Gone but Not Forgotten

I don’t know about you, but I get antsy when one of my loved ones is even 15 minutes late for anything. I start the line of texting and phone calls to check up on them, to make sure they either just got side-tracked, or lost, and not something more serious. I’m sure I’m not alone in that. And it’s always a relief to hear their voice on the other end of the phone explaining that they just took a right instead of a left, and that while late, are on their way. For families of POW/MIA service members, there is no phone number to reach them at, and no reassurance of their loved ones that they’re “on their way.”

Today is National POW/MIA recognition day. It’s estimated that since WWII over 83,000 service men and women have been labeled POW or MIA. That’s a lot of American families who will have the gut-wrenching experience of not knowing when, or if, their loved ones will ever pull up into the driveway ever again.
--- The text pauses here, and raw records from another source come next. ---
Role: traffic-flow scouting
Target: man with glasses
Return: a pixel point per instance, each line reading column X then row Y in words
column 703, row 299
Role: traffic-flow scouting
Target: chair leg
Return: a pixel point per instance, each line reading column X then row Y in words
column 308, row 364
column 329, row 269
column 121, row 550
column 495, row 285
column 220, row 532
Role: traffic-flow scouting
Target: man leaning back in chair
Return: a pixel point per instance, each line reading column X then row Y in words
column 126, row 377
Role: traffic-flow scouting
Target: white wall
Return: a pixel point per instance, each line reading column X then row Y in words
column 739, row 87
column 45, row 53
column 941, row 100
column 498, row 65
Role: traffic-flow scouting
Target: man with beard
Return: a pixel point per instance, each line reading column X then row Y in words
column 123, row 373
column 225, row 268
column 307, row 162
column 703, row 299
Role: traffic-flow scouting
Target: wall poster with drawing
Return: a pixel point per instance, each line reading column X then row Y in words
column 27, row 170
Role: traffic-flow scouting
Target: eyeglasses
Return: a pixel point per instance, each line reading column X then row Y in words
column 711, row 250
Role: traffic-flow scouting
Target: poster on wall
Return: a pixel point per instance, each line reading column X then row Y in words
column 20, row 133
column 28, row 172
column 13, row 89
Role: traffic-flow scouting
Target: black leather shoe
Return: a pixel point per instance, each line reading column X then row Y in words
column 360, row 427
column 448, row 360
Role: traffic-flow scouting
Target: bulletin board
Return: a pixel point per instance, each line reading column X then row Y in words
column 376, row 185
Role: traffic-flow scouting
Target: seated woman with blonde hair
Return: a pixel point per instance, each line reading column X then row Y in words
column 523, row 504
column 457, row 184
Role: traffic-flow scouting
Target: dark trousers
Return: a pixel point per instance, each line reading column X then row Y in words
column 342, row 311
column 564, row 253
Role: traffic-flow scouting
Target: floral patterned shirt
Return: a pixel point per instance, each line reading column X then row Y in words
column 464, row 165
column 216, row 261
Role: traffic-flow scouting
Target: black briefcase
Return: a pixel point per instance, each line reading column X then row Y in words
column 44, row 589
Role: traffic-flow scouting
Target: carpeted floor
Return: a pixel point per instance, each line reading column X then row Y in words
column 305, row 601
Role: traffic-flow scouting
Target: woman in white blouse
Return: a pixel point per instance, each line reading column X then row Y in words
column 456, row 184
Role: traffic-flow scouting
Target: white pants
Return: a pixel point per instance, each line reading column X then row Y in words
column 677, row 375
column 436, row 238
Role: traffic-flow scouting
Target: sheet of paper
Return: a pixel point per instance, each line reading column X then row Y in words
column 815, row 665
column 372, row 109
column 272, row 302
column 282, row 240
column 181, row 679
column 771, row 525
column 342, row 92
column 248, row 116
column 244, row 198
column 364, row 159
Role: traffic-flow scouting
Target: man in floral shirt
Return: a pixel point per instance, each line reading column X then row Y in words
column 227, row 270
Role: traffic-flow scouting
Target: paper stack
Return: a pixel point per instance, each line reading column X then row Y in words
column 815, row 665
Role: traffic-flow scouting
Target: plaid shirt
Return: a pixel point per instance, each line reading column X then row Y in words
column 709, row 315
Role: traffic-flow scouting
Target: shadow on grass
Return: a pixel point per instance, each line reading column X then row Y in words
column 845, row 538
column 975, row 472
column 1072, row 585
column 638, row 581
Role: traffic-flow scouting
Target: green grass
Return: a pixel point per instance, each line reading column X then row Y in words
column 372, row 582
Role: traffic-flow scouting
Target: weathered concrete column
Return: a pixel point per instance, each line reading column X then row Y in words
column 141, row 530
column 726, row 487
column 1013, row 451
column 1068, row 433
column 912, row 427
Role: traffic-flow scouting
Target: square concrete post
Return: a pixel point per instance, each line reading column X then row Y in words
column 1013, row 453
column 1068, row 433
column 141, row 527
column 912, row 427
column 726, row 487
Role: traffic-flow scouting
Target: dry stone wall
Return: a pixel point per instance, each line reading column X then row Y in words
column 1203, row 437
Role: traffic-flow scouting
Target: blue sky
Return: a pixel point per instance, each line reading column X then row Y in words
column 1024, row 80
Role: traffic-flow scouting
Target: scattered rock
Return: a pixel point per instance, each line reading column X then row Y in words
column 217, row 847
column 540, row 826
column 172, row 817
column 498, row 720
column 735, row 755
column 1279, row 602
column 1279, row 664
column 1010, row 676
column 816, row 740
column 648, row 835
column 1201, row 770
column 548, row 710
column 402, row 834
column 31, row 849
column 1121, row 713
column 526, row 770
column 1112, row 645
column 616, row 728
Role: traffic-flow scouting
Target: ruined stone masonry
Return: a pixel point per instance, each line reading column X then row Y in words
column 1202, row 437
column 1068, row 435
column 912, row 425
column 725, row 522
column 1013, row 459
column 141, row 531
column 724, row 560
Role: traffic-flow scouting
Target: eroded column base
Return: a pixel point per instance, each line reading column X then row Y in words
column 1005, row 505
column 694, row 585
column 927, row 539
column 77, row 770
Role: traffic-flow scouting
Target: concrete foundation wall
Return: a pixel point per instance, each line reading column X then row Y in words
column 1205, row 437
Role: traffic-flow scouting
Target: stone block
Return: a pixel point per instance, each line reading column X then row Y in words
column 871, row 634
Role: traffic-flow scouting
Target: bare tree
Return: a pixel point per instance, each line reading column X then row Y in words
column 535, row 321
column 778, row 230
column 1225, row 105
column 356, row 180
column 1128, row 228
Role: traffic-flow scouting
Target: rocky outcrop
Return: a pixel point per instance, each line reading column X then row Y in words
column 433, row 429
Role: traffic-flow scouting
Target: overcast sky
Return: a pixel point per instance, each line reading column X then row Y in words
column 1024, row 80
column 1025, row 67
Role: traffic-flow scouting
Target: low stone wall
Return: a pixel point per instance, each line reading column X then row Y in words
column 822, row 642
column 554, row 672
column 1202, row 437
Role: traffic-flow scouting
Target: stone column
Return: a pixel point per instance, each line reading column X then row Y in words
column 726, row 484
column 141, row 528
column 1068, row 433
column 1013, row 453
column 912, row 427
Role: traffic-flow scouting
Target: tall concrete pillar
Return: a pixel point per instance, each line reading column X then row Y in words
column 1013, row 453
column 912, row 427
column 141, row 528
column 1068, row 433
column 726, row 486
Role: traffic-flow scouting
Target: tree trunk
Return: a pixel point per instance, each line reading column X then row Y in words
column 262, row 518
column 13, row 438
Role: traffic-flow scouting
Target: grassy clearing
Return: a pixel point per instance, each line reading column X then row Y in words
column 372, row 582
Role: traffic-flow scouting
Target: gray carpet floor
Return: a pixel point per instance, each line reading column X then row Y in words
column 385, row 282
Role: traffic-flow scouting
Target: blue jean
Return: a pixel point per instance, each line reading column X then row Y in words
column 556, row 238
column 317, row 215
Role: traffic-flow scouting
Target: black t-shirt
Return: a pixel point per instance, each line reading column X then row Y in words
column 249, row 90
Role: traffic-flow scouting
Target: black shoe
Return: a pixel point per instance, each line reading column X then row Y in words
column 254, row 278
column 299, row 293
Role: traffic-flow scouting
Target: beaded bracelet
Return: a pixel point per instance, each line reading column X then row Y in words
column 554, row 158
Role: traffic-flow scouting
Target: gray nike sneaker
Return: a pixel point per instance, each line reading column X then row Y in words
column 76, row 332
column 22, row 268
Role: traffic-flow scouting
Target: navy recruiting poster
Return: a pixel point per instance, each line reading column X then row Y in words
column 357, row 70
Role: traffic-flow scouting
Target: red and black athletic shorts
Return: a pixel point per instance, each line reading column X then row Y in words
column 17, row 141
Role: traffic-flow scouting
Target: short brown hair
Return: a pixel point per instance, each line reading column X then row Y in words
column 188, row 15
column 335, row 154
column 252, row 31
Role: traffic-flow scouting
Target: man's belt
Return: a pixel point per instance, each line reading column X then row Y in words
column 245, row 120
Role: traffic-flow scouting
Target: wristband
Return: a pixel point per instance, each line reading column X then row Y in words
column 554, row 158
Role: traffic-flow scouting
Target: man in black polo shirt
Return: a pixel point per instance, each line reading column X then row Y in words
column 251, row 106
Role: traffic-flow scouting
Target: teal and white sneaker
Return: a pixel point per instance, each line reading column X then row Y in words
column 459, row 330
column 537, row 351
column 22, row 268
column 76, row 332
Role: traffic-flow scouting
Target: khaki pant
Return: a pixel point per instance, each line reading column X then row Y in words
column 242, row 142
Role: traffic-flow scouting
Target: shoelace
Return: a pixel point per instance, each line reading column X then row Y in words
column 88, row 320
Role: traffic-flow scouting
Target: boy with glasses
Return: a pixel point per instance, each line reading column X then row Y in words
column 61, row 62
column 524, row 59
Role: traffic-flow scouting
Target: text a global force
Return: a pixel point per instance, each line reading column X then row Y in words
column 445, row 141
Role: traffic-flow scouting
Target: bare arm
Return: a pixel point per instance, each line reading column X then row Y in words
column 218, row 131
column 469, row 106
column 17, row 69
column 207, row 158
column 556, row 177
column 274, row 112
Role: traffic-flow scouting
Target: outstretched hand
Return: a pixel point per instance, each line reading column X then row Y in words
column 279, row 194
It’s a fear I wouldn’t wish on my worst enemy, so on days like this, and honestly, every day, it doesn’t hurt to recognize these families and their struggles with things like awareness ribbons and lapel pins.

Thankfully there are organizations that work with families and the countries where their loved ones were stationed, to shed light on the unanswered questions and in some cases, bring them home. It isn’t always a happy ending, and sometimes the best outcome is a resting place, but occasionally these service men and women are returned alive and it is also for them that myself and others wear POW/MIA lapel pins. For the successes and not just the tragedies. For hope, and not just for consolation.

On a personal note, I just want to thank the families of these POW/MIA members. These soldiers and their families are paying the ultimate price for my freedom, and I can’t begin to convey my gratitude. You’re truly heroes.